Chucas y Cholas
By: Mike Madriaga
“You don’t see the chola look very often nowadays,” said Jesse Amaro after he posted a photo of four girls wearing men-fitted khaki pants walking past him. “I seen about 15 to 20 in the park that day,”
On April 22, it was the 47th Chicano Park Day at Logan Heights, where many younger looking women dressed as cholas; they wore khaki pants, canvas belts, striped and flannel shirts, Nike Cortez sneakers, crop tops, and chola-band bracelets.
Christina Solis, an actress who played “Baby Doll,” a chola gang member in the movie Mi Vida Loca, was tripping out — in a good way. “I could never pull that look off,” she said of the baggy pants. “Because I’m super-short. I still love the giant hoop earrings; they will never go out.”
That same day, Manuel Basabe was hosting the Chucas y Cholas group art exhibition at his business, Mesheeka, which is a block and a half away from Chicano Park at 2113 Logan Ave.
“The bracelets were big in the 1970s era,” said Basabe. “They were a chola-feminist fashion accessory which had five rings looped together connected to the fingers.” He sells a retro version for $10, and it comes with 6-8 bands.
He continued, “These women from our Chicano past were very strong and politicized, and they were a subject of oppression not only from their own culture, which has a Catholic misogynistic background but also from the white society who wants all immigrants to assimilate appropriately. They went against both cultures, by the pachuca look and then later the chola look.”
His gallery put up over fifty photos and original art, depicting pachucas from the 1940s to the cholas from the baby-boomer and Generation X sets.

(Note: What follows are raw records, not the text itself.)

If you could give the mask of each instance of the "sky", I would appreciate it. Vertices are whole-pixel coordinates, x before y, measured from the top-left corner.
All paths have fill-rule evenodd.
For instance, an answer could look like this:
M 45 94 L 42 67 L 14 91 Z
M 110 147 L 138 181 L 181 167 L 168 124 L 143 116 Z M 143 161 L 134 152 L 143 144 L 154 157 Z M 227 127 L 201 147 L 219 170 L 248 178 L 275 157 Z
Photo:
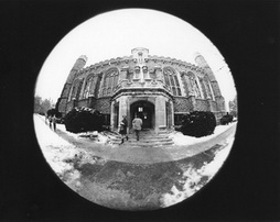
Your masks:
M 215 74 L 228 110 L 228 101 L 236 96 L 230 69 L 202 32 L 187 21 L 155 10 L 123 9 L 98 14 L 73 27 L 50 52 L 37 77 L 35 96 L 56 102 L 80 55 L 87 56 L 87 67 L 106 59 L 130 56 L 132 48 L 146 47 L 150 55 L 192 64 L 195 64 L 194 54 L 201 53 Z

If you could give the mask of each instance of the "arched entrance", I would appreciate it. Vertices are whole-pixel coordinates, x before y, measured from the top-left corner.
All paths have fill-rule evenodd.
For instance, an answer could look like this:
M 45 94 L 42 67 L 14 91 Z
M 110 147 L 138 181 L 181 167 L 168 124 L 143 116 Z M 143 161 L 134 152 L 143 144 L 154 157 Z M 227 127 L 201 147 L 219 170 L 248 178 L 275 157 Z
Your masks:
M 131 122 L 138 115 L 142 119 L 142 129 L 154 129 L 154 104 L 149 101 L 137 101 L 130 106 Z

Amaro, 35, who I spoke to at the beginning, was at the gallery. His sisters were cholas from Ventura. “A chola could be a sister or a girlfriend of a homeboy,” he said. “And in my eyes, they are tough but still feminine.”
One common chola outfit seen this day was a cropped and tightly fitted tee accompanied by baggy pants that were “cinched or baby-cuffed” on the bottom of the pant leg so they wouldn’t touch the ground when strolling in sneakers or corduroy slip-on shoes.
Many chola-style-clad women from the Chicano Park festivities came through the exhibition. Still, Basabe said it’s different because today you can’t tell who an original chola is “because it’s a fashion statement now, and less of a deeper culture with roots. It’s been blurred and is now called cultural appropriation. We wanted to educate and bring awareness to these women and say, ‘Hey, it’s ok to love this look and makeup, but you gotta know where it came from.’”
Martha Arechiaga, 54, was from the Latin Angels in 1977, she said, “We had the white shadow around our eyes to give them pop, and we wore Redliners, Hush Puppies, and Wino shoes.”
Basabe explained that there were various types of cholas: gang members, college student activists, lowriders, and ones that gave back. “There was a lot of fighting in the 1970s, but the Latin Angels wanted to bring unity down to south San Diego,” he said.
An original The Star-News newspaper was on display at the exhibition. It featured the Montgomery High School-based Latin Angels in 1978 and described their “not your stereotype girls’ club” chola lifestyle, which encompassed car washes (to help buy their T-shirts), homeless outreach, and teenagers just being teenagers. Its headline read, “Latin Angels: Goal to unite Mexican-American youth.”
The evolution of the chola hairstyle was apparent in the gallery photos. The pompadour was popular in the pachuca days, and then the feathered look in the 1970s-1980s. Then there was the 90s style: “‘copote,’ which is, until this day, our little trade secret,” said Yolanda “La Grizzly” Castro, from Otay. We used a lot of hairspray back then.”
Castro said that her generation was the most masculine of the cholas and perhaps the last. “The internet” was one of the leading causes for the decline of the chola lifestyle. “We all moved on, went to school, and started families.”
In 2000, the chola presence dwindled, making way for the wannabe cholas. Basabe said, “Gwen Stefani from No Doubt has always been under fire for appropriating the chola look. Some of these women are no longer here with us. Many lived difficult lives in gang fighting, and some were locked up … but that is not what this is about. We are here to uplift others who lived in a similar lifestyle and show that there is a way out.”
Some of the women depicted in the photos requested anonymity, because some work for the county of San Diego and others in law enforcement, and they were gang-member cholas from the 1970s and 1980s.
But others were proud of who they were and what they had become. Castro is a veterinary technician, Arechiaga works with the San Diego Unified School District, and Solis continues to do community outreach with her co-stars in the Mi Vida Loca movie.
Basabe concluded, “We wanted to pay tribute to these strong women who have been through so much and have set huge standards not only for how a strong Chicana woman should be, but also for fashion.”
Published in the San Diego Reader magazine on April 29, 2017.